Null Safety Interview Questions

KOTLIN › Language Idioms

When reviewing a PR, you spot heavy use of !! to silence the compiler. How do you push back and what would you suggest instead?

What a strong answer covers: A strong answer treats every !! as a deliberate 'crash here if I'm wrong' assertion and asks whether that's actually the intended behavior; if the value truly can never be null, they'd make that guarantee explicit (a non-null type, requireNotNull with a message, or restructuring so the nullable is resolved earlier), and if null is a legitimate case, they'd replace it with ?.let, elvis (?:), or an early return. They'd also flag that !! throws a bare NullPointerException with no context, so at minimum it deserves a message explaining the invariant.

Walk me through the risk of Java interop platform types (Type!) in a real Android codebase: where do they tend to bite, and how do you defend against them?
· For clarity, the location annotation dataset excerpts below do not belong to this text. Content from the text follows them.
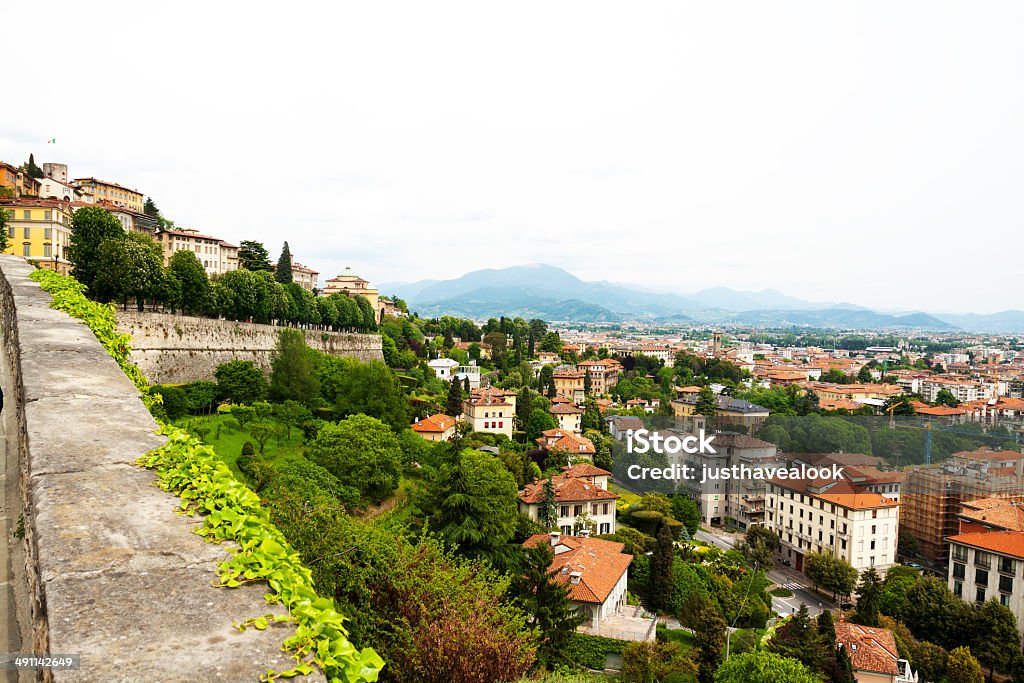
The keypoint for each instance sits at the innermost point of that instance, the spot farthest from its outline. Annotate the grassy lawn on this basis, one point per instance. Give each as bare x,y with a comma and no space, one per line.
227,442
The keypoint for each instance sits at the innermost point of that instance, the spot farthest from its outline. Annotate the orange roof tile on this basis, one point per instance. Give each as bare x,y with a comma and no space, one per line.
600,565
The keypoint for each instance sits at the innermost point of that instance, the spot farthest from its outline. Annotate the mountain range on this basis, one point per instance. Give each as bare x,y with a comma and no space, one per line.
554,294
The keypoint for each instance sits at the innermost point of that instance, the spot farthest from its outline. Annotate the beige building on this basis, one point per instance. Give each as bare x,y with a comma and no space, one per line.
581,495
487,413
835,516
603,374
99,191
349,284
569,384
207,248
39,230
304,276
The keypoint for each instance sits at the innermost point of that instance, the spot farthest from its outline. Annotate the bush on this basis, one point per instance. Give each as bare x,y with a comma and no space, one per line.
176,403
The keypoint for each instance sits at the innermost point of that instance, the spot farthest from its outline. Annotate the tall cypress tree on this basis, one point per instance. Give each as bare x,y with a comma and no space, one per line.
453,407
284,271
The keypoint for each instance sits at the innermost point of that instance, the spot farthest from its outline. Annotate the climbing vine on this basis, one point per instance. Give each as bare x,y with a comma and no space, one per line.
231,512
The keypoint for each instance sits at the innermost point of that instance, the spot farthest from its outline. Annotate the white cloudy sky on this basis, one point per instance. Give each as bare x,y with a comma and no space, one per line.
868,152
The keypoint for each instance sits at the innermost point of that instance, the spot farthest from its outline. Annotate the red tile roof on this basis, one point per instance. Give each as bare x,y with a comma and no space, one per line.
1005,543
434,424
869,649
600,565
567,489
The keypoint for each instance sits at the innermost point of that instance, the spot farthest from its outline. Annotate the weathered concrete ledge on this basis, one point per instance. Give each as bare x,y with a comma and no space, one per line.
172,349
110,571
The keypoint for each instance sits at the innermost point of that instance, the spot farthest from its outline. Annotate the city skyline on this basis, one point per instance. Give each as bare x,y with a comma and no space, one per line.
871,160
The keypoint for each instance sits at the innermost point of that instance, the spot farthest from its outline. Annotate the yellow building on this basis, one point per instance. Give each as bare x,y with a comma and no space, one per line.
39,230
100,191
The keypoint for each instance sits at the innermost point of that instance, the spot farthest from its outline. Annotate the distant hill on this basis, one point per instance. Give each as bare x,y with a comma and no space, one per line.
554,294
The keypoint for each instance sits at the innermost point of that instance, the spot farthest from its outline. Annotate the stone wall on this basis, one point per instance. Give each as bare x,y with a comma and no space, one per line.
172,349
101,564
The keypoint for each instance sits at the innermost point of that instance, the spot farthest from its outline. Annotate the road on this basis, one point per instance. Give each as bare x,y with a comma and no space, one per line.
786,578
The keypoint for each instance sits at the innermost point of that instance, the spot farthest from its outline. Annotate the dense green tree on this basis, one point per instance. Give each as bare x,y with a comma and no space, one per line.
546,601
764,667
363,453
709,636
471,502
372,389
241,382
453,407
195,283
830,572
4,237
292,376
800,639
548,512
283,273
253,256
995,640
685,510
90,227
540,421
760,545
659,593
963,667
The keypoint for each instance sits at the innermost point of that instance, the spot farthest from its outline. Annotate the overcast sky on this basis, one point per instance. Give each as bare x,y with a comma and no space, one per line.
868,152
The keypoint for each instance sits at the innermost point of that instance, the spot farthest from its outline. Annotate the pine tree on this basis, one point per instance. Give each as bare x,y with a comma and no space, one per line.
660,569
284,272
547,602
548,514
868,598
453,407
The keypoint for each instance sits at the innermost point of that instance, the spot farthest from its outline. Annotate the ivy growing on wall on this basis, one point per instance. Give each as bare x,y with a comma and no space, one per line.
230,512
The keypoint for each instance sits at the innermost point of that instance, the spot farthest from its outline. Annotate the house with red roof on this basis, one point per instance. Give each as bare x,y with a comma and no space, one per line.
437,427
872,653
581,493
594,571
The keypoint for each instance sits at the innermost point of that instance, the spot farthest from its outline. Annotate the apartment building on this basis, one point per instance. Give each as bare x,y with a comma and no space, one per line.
581,493
933,495
603,374
208,249
94,190
486,413
39,229
964,390
836,516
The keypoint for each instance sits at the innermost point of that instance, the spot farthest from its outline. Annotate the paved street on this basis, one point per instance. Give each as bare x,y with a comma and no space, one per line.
787,578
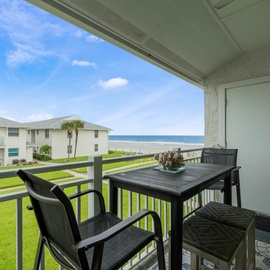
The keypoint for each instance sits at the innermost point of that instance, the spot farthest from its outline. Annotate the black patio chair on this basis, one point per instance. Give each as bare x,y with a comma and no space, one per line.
223,157
103,241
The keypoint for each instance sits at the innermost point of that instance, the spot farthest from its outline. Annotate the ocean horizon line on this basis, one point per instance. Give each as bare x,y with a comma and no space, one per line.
158,139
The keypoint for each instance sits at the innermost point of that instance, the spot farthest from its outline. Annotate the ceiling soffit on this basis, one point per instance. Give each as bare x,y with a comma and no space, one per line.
189,38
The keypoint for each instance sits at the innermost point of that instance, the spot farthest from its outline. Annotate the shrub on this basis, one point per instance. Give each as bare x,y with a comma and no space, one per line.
41,157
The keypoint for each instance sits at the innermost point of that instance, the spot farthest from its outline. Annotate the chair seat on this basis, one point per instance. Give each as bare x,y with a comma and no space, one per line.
217,186
122,242
214,238
236,217
230,215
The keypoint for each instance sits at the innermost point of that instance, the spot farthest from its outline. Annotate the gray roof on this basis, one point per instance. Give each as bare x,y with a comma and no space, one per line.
10,123
56,123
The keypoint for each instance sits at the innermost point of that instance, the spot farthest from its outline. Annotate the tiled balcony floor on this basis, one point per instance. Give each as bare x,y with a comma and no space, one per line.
262,259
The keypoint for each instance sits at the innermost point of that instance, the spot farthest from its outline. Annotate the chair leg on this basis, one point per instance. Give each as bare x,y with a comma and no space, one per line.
200,199
251,247
240,260
238,194
39,253
160,255
194,262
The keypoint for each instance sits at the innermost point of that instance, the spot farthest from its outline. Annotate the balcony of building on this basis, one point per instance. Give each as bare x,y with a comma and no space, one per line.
19,246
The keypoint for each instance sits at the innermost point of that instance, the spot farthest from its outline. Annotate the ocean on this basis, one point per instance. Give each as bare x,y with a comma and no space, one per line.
153,144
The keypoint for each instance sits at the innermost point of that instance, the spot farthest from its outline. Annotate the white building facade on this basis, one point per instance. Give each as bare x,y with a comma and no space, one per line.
13,143
92,139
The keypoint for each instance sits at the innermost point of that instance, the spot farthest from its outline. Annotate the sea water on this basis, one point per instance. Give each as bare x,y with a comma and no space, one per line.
153,144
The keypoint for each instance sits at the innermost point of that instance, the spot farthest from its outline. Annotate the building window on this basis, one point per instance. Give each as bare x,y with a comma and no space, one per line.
13,132
47,133
13,152
69,149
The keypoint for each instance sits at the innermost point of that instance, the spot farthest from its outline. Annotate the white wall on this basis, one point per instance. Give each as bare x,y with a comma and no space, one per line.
252,65
86,143
16,142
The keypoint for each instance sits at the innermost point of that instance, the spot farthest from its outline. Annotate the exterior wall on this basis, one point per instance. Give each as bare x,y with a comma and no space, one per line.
252,65
16,142
86,143
39,137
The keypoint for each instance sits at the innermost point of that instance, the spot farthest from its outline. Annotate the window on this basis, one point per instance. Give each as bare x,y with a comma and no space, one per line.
13,152
69,149
13,132
47,133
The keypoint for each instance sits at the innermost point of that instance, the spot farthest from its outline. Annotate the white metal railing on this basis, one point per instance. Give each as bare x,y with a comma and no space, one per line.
94,180
2,141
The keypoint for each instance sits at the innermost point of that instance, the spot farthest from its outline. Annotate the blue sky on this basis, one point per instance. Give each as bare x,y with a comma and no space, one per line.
50,68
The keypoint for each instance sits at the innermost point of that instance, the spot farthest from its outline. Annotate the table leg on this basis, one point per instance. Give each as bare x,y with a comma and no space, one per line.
176,233
228,190
113,197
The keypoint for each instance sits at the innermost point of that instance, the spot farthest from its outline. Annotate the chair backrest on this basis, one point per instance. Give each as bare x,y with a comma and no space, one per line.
55,217
219,156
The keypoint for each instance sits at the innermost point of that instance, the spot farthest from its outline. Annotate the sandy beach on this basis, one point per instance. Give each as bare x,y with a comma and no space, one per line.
149,147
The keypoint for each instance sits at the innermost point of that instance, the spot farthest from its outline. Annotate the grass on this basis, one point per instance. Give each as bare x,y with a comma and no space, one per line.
30,228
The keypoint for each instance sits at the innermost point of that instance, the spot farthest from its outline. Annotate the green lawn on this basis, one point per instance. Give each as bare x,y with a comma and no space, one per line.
30,229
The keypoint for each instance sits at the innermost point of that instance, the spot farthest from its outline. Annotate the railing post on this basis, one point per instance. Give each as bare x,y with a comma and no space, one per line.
95,172
19,225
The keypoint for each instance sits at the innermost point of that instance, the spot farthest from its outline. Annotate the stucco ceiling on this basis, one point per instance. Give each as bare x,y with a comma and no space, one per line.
189,38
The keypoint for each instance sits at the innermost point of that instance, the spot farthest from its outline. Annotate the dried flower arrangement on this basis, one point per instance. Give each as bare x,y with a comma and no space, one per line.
170,160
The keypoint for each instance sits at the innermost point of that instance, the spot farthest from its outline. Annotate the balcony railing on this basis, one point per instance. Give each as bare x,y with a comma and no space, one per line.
2,141
94,180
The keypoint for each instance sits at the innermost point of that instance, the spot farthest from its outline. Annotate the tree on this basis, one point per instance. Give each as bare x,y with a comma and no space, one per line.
76,125
68,126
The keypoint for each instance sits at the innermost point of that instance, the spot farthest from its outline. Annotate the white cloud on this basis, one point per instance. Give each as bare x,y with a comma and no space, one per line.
113,83
83,64
93,39
79,34
25,27
39,117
What a strong answer covers: Platform types come from Java APIs without nullability annotations, older Android SDK methods and some third-party Java libraries, and Kotlin lets you treat them as either nullable or non-null with zero compiler enforcement either way, so the danger spot is exactly where a team assumes an SDK method never returns null and skips a check. A strong answer describes wrapping such APIs in a thin Kotlin adapter layer that pins down real nullability once, and leaning on @Nullable/@NonNull annotations upstream so Kotlin can infer a proper nullable or non-null type instead of a platform type.

Some teams ban !! entirely via lint rules; others allow it in tests or startup code. Where do you draw the line, and how do you decide when a nullable is genuinely a bug versus a real business case to handle gracefully?

What a strong answer covers: A strong answer frames this around blast radius and recoverability: in test code or app-startup/DI wiring where a null genuinely means a broken build, an immediate crash via !! or requireNotNull is useful fail-fast behavior; on user-facing runtime paths, like parsing a server response or reading a nullable form field, a null is often an expected business state that should be handled with elvis, early-return, or a sealed error state rather than crashing the app. They'd also mention codifying the decision as a team convention or lint suppression policy rather than leaving it to individual judgment call by call.